For the national government, meanwhile, the Ministerial on Climate Action summit it is hosting on 23 March, in partnership with Canada and the European Union, sets an international stage from which to ratchet up near-term measures to reduce emissions and improve resilience alongside other major economies. This will build momentum towards the US-hosted Climate Leaders’ Summit a month later and allow China to further increase its commitment under the Paris Agreement, which requires all countries to raise their commitments ahead of November’s United Nations COP26 climate summit.

The UN Convention on Biodiversity COP15 summit China hosts in May could then steer the world towards a credible framework for reversing biodiversity loss and regenerating nature, which is crucial to mitigating climate change and adapting to the impacts we’re already experiencing.

China’s ricochet 

China is the world’s largest emitter, with 26 percent of greenhouse gases, and the largest coal investor, with nearly two-thirds of newly commissioned coal power capacity in 2019. But it’s also the world’s largest investor in renewable energy capacity, with $83 billion in 2019 (compared to around $55 billion each from the US and EU), and in electric buses, with 99 percent of the global share.

If China were to set net-zero requirements for its imports as well as exports of goods and services, its impact would ricochet beyond the country – fuelling the exponential growth of solutions such as renewables, batteries, green hydrogen and electric transport.

Through its Belt and Road Initiative and close relationships with developing countries, China could in particular promote clean, healthy, resilient infrastructure in favour of coal-fired power generation. This is crucial to stemming climate change and securing a more liveable future. As UN Secretary-General António Guterres has made clear, the world must stop building new coal plants now, stop financing coal projects and begin retiring existing plants so they are phased out globally by 2040.

The cities of Wuhan, Qingdao, Nanjing, Fuzhou, Dalian and Chengdu, and companies including JD Logistics, K-Boxing and LONGi Green Energy were early joiners in the Race to Zero in 2020, whose members now cover 12 percent of global GDP.

If China were to set net-zero requirements for its imports as well as exports of goods and services, its impact would ricochet beyond the country

Other private sector commitments to net zero emissions, announced following the national 2060 goal, are promising but still vague about plans for achieving them.
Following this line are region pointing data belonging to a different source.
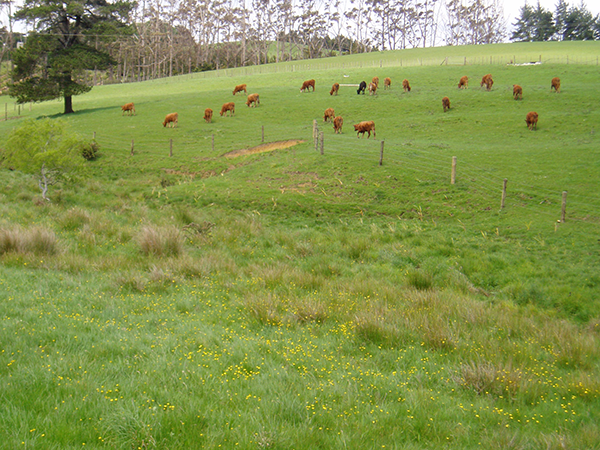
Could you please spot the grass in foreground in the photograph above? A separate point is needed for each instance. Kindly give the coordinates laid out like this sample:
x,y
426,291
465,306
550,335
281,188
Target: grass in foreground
x,y
293,300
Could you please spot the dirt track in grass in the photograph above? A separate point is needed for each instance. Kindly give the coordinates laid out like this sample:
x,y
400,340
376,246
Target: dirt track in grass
x,y
268,147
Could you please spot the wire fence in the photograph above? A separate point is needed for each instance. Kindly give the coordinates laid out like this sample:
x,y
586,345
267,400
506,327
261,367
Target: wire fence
x,y
341,64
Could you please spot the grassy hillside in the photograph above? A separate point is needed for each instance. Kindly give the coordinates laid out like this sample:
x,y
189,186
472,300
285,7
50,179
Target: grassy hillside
x,y
293,299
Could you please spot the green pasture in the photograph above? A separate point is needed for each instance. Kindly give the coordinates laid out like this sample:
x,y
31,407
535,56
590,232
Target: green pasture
x,y
294,299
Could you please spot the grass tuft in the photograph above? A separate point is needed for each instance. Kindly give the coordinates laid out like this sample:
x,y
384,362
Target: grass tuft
x,y
161,241
37,240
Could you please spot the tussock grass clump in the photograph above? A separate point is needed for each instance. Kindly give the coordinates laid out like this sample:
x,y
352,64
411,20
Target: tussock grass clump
x,y
264,308
37,240
161,241
74,219
419,280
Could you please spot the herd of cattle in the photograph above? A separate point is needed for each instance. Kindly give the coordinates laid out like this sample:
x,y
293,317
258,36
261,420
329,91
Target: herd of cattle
x,y
363,127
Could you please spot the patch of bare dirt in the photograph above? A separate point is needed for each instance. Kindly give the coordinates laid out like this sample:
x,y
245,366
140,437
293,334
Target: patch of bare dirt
x,y
268,147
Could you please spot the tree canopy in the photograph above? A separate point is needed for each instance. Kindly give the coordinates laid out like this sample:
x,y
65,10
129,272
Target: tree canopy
x,y
46,149
49,65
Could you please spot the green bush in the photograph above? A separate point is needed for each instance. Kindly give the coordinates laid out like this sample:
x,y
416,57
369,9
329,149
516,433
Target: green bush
x,y
89,150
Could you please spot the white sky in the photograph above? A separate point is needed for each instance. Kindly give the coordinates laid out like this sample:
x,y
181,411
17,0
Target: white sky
x,y
511,9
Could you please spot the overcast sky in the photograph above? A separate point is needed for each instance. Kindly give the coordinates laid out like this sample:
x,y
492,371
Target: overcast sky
x,y
511,9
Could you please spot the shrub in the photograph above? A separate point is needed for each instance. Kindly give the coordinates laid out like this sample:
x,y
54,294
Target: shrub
x,y
90,150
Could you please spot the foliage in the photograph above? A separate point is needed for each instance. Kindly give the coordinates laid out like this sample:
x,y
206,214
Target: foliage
x,y
45,148
567,24
90,150
318,301
49,64
477,22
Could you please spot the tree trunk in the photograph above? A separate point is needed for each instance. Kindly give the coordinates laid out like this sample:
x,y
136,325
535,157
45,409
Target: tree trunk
x,y
68,104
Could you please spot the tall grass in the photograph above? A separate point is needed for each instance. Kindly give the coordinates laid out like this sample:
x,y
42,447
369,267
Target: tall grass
x,y
296,300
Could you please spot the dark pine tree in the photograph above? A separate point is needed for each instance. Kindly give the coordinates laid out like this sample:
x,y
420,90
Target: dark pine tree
x,y
61,48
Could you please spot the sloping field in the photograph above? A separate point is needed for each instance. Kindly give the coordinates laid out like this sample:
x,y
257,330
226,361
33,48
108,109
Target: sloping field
x,y
337,293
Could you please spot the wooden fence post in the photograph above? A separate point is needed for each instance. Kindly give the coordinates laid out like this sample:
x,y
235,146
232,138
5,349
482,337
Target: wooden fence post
x,y
322,139
453,176
503,193
563,212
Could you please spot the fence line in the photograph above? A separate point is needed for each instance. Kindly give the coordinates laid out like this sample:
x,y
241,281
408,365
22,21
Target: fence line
x,y
581,208
379,62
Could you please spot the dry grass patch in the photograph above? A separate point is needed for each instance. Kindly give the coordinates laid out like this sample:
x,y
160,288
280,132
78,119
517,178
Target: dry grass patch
x,y
268,147
161,241
37,240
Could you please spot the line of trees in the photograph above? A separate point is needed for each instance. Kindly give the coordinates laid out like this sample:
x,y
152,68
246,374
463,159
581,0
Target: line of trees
x,y
74,44
567,23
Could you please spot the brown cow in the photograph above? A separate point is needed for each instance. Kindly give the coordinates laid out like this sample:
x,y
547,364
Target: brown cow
x,y
171,119
365,127
337,124
307,85
208,115
329,115
239,88
487,81
531,120
517,92
128,107
446,103
253,100
228,107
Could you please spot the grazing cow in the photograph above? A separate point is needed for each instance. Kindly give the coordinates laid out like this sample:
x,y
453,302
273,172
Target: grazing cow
x,y
337,124
253,100
239,88
171,119
487,81
517,92
307,85
531,120
228,107
365,127
129,108
446,103
208,115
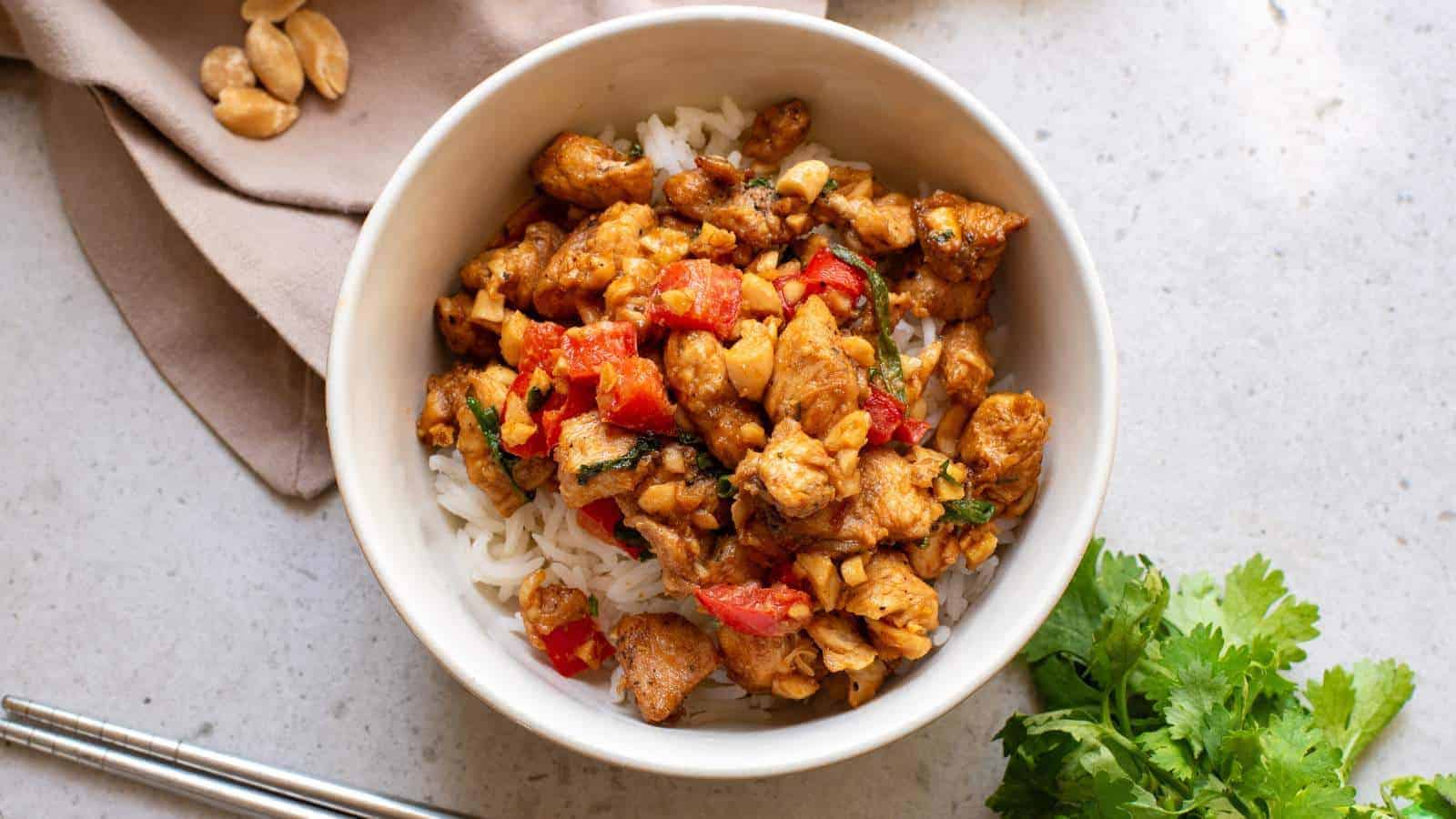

The country’s largest steelmaker, China Baowu Steel, aims to peak emissions in 2023, cut them by 30 percent by 2025 and reach net zero by 2050. Technology giant Tencent has indicated it will also decarbonize by 2050, while Ant Group, a key affiliate of Alibaba Group, says it will aim for 2030. State-run oil and gas companies, meanwhile, say they will count on methane gas and carbon offsets from forests to fulfill their net zero pledges.

A powerful next step for these Chinese companies would be to join the Race to Zero, which can help them access global expertise to develop credible and effective net zero plans.

This kind of leadership is sorely needed, because it will incite others to follow and set the world on track to meeting the Paris Agreement’s goal of limiting global warming to 1.5 degrees Celsius. New pledges submitted so far would only reduce emissions by 1 percent by 2030, from 2010 levels, according to UN Climate Change. The science, however, says we need to halve emissions between 2020 and 2030, while regenerating nature, for a best chance of staying within 1.5 degrees.

We know that China can drive fast transformation for the better. The country’s pursuit of clean air, for the health of its people, has resulted in a nearly 40 percent decline in particulate air pollution since 2013  – accounting for three-quarters of global reductions, according to the University of Chicago’s Energy Policy Institute.

Similarly, Chinese businesses, investors, cities and provinces have the power to turbo-charge the global race to zero emissions and greater resilience by mid-century by putting action behind the national government’s words. Now is their time to jump in – because they are already in the race to zero, whether they are ready or not.